How exactly do lone wolves spend warm spring days, when food is plentiful and there are no pups to look after?

For generations, researchers have struggled to follow the elusive predators after the snow melts, when the animals split away from their packs to wander or to hunker down in the thick undergrowth of the northern Minnesota woods.

Now with stronger and better equipment and tracking devices, biologists have been getting a closer look at the lives of wolves in summer. And for one wolf, anyway, it seems that warm and sunny days are meant for fishing.

"And sleeping," said Tom Gable, project lead of the University of Minnesota's Voyageurs Wolf Project. "Wolves spend a lot of time sleeping."

Researchers attached a video camera to the collar of a wild wolf for the first time in Minnesota last spring before letting him loose in Voyageurs National Park. The camera's battery lasted one month, taking 30-second video clips every hour during daylight, providing something of a wolf-guided tour of the park. The Voyageurs Wolf Project is releasing a three-minute highlight reel of the footage on Wednesday.

The wolf most likely didn't belong to any of the park's established packs, and researchers couldn't tell where he came from or where he went once the camera's battery died. (Then the GPS-equipped collar popped off and researchers recovered it.)

What was surprising was how fond the wolf was of the Ash River, hunting and waiting at its shallow pools for spawning white suckers to rise. The camera showed him eating at least three of the fish in between long hours of naps.

The river at that point is little more than a small creek and not an obvious source of food, Gable said.

Several years ago, U researchers found a wolf pack hunting fish in the park and thought it might be an anomaly — that the parents of one pack discovered how to fish the small rivers and creeks of the park and taught their offspring. But that a lone wolf was able to wander into Voyageurs and immediately catch fish shows how adaptable the predators are, Gable said.

"It speaks to the flexibility of their diets and how quickly they can respond to different food sources," Gable said.

"That's likely why they're able to occupy such a wide variety of ecosystems."

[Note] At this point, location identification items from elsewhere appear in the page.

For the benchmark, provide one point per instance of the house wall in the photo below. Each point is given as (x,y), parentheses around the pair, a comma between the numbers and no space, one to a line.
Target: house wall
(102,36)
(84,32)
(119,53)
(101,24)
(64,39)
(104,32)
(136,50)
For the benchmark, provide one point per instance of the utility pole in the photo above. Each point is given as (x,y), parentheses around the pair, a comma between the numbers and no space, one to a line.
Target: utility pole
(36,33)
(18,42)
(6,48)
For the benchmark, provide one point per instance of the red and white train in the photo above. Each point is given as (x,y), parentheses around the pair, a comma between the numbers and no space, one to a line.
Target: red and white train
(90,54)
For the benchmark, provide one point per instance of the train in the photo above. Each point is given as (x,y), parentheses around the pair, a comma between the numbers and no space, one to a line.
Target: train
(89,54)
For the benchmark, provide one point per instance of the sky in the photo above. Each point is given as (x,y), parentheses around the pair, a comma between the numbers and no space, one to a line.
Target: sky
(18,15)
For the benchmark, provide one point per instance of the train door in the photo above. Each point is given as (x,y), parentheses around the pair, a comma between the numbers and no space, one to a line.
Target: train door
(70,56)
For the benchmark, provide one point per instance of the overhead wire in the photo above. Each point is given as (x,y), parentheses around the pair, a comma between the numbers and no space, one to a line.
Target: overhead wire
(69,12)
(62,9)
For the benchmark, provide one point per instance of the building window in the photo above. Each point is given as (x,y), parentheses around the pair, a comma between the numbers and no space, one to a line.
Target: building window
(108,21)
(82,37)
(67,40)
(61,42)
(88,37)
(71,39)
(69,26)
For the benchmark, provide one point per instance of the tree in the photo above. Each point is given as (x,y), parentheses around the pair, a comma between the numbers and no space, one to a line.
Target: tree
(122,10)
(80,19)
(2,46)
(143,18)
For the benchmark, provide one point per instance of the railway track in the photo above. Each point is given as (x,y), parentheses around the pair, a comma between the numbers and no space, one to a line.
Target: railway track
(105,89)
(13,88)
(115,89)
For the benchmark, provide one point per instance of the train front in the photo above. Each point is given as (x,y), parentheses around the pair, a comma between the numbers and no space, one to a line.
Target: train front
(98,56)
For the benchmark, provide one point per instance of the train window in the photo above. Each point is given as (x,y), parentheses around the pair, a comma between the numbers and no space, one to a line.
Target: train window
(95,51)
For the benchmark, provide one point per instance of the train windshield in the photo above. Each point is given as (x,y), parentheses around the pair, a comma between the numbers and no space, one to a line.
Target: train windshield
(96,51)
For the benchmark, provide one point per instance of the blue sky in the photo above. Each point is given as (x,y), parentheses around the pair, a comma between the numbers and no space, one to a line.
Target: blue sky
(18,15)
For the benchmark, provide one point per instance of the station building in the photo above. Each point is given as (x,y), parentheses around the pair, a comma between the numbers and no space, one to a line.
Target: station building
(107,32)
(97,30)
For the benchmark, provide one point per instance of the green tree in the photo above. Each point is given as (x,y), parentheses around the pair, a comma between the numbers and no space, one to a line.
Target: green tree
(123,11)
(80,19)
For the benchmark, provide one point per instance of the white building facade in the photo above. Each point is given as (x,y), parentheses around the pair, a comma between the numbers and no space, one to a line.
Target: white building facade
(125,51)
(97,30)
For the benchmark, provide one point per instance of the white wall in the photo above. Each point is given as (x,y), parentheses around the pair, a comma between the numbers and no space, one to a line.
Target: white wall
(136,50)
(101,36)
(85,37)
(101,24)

Most large predators hunt in one of two ways. They either stalk and ambush their prey, like a wildcat or cougar, or they chase down their food, outlasting it during long sprints, like a cheetah. Part of what makes wolves special is that they're just as comfortable doing both, Gable said.

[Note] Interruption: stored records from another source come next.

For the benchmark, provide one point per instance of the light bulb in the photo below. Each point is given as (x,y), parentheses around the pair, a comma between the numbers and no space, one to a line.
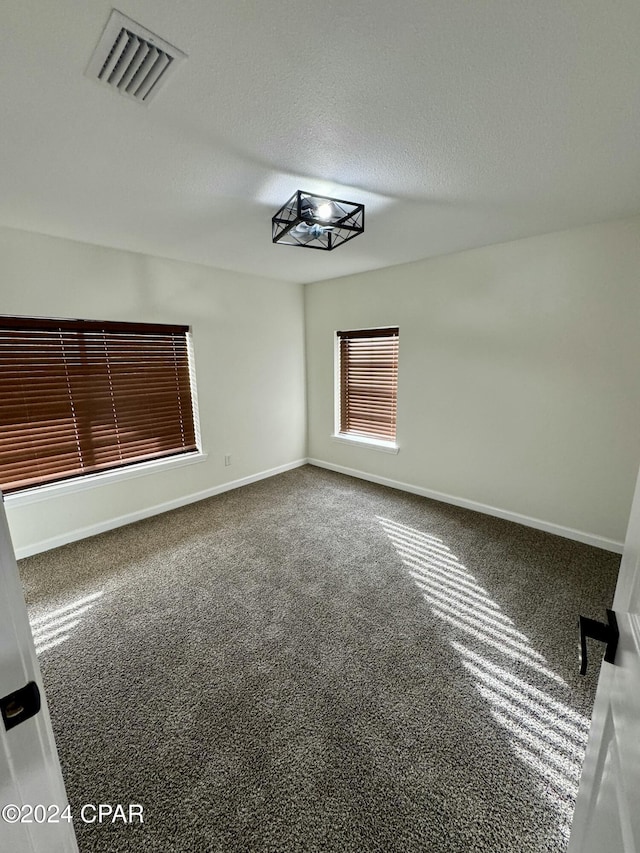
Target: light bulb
(324,211)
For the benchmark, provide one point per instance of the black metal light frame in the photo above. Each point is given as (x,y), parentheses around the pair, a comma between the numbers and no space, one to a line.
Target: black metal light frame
(297,223)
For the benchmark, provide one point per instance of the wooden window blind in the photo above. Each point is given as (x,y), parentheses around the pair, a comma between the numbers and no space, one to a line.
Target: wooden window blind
(369,382)
(81,396)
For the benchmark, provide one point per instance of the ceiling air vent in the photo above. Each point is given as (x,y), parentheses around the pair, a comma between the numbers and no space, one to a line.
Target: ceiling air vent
(132,60)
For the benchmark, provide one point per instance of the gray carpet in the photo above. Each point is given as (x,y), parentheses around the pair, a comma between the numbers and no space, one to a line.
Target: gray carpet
(315,663)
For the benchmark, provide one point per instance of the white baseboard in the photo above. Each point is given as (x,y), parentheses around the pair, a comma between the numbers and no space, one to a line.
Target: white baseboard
(121,520)
(538,524)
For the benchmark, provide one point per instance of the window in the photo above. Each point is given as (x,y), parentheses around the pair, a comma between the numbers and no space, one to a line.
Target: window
(80,396)
(368,377)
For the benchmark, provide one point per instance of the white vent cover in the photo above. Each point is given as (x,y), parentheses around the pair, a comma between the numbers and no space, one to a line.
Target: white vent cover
(132,60)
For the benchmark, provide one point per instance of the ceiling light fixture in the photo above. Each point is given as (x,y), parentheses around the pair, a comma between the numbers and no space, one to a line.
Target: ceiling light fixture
(317,222)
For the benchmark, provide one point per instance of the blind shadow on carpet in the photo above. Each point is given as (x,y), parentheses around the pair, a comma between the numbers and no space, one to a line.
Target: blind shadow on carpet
(315,663)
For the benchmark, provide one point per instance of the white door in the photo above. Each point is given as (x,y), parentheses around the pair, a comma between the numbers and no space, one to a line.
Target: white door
(29,769)
(607,815)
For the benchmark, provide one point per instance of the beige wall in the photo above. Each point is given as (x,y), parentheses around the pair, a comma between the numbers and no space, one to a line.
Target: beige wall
(250,378)
(519,378)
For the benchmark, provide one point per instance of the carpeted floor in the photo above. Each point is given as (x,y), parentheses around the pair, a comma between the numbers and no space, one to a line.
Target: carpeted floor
(316,663)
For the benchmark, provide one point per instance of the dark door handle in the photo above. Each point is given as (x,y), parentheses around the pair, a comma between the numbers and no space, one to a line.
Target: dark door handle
(20,705)
(608,634)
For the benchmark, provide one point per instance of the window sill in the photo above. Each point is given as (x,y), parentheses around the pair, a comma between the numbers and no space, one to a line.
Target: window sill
(363,441)
(103,478)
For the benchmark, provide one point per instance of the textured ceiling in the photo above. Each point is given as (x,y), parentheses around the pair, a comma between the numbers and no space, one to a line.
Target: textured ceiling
(457,123)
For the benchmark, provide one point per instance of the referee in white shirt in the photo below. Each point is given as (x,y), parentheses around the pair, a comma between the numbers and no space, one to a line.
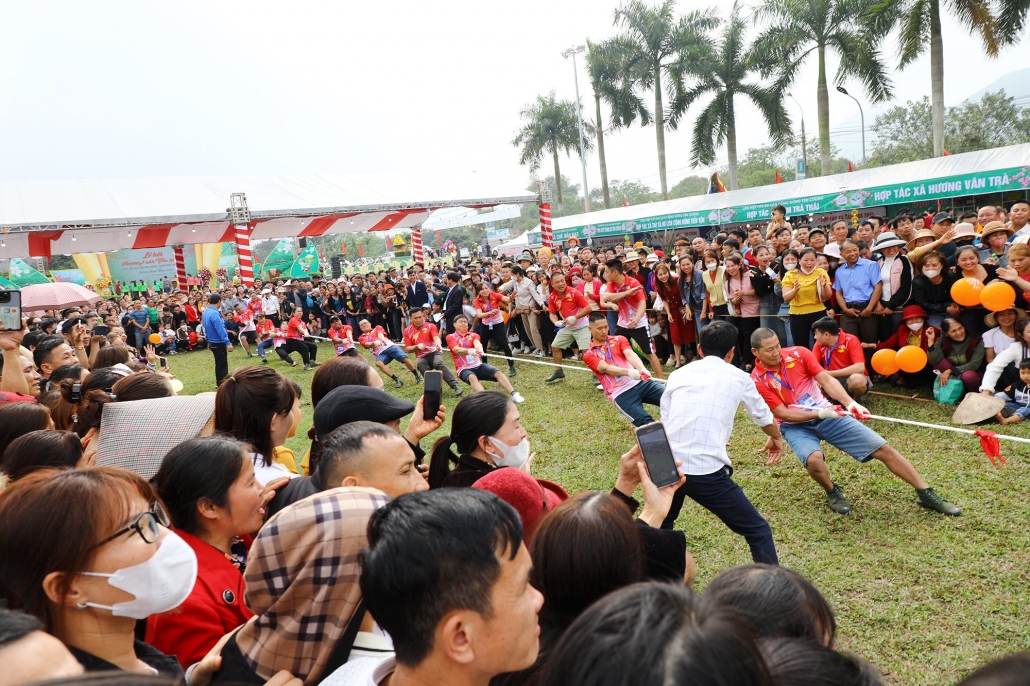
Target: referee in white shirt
(697,410)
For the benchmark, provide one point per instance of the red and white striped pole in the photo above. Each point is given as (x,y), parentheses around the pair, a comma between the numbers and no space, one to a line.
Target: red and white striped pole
(242,232)
(546,237)
(416,245)
(180,267)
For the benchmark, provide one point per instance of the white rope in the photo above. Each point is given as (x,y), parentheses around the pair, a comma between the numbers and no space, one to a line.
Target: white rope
(947,429)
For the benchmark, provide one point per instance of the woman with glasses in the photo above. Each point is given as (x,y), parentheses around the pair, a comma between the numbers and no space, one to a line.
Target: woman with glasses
(215,505)
(102,560)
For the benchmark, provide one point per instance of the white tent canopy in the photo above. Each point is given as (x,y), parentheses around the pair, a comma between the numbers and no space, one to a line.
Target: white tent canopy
(95,215)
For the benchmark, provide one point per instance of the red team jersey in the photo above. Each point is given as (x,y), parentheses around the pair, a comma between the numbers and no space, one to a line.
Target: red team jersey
(848,351)
(627,306)
(613,352)
(571,302)
(338,334)
(371,340)
(426,336)
(793,383)
(470,359)
(490,308)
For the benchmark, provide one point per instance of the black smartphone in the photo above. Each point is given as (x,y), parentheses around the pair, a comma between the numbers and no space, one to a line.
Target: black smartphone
(431,395)
(10,310)
(657,454)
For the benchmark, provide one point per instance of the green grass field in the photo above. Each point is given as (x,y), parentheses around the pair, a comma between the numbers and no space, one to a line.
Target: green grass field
(923,596)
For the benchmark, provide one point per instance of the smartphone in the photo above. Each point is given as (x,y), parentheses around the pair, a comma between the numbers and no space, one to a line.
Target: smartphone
(431,395)
(10,310)
(657,454)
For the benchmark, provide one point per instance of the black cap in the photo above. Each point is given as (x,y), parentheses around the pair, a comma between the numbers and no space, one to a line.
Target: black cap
(347,404)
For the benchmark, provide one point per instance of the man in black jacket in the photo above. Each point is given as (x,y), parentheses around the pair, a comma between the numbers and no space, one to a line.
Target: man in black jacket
(453,300)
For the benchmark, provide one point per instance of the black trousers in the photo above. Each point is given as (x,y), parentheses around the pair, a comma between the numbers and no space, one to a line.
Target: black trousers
(718,493)
(220,362)
(307,350)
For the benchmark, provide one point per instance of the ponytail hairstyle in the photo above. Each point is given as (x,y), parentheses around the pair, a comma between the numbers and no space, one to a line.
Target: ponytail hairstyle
(94,393)
(477,415)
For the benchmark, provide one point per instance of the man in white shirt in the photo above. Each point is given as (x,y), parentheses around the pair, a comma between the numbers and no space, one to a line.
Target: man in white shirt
(697,410)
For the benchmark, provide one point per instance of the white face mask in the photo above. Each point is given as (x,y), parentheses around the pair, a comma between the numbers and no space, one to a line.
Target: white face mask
(160,584)
(511,455)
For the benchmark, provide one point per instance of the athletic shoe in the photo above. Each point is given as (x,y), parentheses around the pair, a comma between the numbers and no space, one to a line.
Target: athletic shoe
(557,375)
(837,502)
(929,500)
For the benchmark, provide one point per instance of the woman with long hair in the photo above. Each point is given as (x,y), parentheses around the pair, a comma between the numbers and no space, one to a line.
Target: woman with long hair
(805,288)
(259,406)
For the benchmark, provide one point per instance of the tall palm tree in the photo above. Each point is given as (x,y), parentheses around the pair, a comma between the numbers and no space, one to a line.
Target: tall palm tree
(658,41)
(920,27)
(723,70)
(550,128)
(798,28)
(608,64)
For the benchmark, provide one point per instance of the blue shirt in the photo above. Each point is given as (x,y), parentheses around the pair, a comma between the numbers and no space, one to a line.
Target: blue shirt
(214,330)
(857,282)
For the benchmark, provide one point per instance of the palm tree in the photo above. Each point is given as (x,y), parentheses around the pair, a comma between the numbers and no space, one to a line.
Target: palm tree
(920,26)
(659,41)
(722,71)
(550,127)
(802,27)
(608,66)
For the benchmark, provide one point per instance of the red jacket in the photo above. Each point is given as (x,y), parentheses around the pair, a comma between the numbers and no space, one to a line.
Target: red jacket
(214,608)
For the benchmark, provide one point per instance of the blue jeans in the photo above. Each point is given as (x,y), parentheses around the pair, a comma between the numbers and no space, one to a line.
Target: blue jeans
(718,493)
(630,402)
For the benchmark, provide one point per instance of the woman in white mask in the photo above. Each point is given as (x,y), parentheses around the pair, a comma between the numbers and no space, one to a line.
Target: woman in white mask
(103,558)
(487,433)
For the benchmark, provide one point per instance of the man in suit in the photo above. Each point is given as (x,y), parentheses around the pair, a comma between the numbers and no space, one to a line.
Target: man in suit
(416,293)
(453,300)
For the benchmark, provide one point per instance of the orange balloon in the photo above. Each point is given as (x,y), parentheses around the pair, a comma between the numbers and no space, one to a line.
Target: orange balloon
(912,358)
(885,362)
(966,292)
(997,296)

During the scarcity of winter, wolves tend to hunt in packs, chasing moose and other large prey. But during the spring and summer they seem to hunt and eat entirely alone, ambushing fawns and moose calves, picking off beavers, pulling up spawning fish or even eating berries.

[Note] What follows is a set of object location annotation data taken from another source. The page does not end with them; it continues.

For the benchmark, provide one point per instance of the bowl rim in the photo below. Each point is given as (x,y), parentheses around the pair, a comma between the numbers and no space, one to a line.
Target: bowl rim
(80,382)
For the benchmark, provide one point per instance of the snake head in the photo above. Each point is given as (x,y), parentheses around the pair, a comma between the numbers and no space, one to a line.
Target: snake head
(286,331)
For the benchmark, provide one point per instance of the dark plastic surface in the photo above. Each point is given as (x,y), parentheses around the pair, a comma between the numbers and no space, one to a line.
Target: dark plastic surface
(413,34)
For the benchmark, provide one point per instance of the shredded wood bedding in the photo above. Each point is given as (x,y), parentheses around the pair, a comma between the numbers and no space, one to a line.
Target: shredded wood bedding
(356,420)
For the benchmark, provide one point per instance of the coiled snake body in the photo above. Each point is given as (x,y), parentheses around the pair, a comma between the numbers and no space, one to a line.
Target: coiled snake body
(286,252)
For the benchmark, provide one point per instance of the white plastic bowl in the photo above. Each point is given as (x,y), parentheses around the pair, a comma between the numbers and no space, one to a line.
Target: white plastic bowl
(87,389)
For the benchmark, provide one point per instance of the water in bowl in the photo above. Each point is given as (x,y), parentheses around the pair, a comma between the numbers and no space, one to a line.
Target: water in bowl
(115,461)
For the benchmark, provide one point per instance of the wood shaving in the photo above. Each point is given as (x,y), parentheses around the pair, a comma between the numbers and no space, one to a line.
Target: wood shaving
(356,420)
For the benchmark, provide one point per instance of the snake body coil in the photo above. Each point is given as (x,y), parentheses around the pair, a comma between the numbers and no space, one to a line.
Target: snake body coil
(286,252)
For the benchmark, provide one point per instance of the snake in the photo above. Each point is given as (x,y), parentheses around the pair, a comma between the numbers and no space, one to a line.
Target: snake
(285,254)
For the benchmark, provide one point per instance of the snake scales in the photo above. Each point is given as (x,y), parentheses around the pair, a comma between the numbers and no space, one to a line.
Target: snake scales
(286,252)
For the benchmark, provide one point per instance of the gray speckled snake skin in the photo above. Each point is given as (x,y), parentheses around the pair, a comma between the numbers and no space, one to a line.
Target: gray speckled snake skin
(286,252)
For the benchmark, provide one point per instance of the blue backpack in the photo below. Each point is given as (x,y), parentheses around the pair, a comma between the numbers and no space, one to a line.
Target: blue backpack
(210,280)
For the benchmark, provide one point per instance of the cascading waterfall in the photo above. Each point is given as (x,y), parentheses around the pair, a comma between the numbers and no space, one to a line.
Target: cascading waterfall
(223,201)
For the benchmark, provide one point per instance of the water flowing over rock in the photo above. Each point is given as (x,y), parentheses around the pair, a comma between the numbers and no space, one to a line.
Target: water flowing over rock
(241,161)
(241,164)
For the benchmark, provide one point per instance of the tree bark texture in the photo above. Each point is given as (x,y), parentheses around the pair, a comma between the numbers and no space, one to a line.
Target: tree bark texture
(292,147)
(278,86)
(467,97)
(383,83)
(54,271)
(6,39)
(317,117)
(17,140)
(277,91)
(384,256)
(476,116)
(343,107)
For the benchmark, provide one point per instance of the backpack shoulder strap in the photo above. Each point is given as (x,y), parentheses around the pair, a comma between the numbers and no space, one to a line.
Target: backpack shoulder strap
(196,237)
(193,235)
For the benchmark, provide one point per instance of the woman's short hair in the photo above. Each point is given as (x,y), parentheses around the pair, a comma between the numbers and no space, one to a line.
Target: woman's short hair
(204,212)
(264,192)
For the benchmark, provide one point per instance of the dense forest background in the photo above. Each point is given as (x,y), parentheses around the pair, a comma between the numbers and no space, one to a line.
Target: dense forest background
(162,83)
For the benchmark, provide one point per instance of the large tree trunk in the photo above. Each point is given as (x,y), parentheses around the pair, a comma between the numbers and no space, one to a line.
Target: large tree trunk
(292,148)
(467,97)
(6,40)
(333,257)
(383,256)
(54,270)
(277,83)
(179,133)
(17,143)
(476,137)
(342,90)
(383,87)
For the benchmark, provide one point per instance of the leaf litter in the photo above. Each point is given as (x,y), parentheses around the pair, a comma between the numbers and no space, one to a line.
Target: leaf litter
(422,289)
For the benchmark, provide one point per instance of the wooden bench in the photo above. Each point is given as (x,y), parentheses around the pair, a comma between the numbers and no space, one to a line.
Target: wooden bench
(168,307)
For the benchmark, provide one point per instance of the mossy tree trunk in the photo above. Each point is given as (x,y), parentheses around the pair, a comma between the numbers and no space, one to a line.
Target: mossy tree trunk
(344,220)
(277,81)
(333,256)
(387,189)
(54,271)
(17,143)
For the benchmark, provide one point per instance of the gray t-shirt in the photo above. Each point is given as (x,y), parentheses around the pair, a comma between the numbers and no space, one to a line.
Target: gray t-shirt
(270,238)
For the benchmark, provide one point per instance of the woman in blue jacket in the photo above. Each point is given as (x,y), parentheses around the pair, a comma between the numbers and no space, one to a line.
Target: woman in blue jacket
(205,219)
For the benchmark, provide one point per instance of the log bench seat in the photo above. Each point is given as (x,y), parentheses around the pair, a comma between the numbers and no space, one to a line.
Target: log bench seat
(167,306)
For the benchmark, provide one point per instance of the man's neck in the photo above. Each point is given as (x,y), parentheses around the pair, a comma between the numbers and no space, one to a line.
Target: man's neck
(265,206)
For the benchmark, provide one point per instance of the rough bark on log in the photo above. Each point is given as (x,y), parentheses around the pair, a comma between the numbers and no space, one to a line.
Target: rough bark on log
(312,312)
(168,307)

The camera project was funded by the state's Environment and Natural Resources Trust Fund. The U is seeking more money to add cameras in the coming years.

While researchers hope the footage will bring new insights into how wolves hunt and fish, the largest benefit of the project may be letting the public see the wild through a wolf's eyes, said Joseph Bump, wolf researcher with the U.

"We might gain some insights into their activities, but we're really trying to see the world as they see it, and experience the North Woods as they do," Bump said. "This is a chance for us all to see snippets of the daily life of a wolf."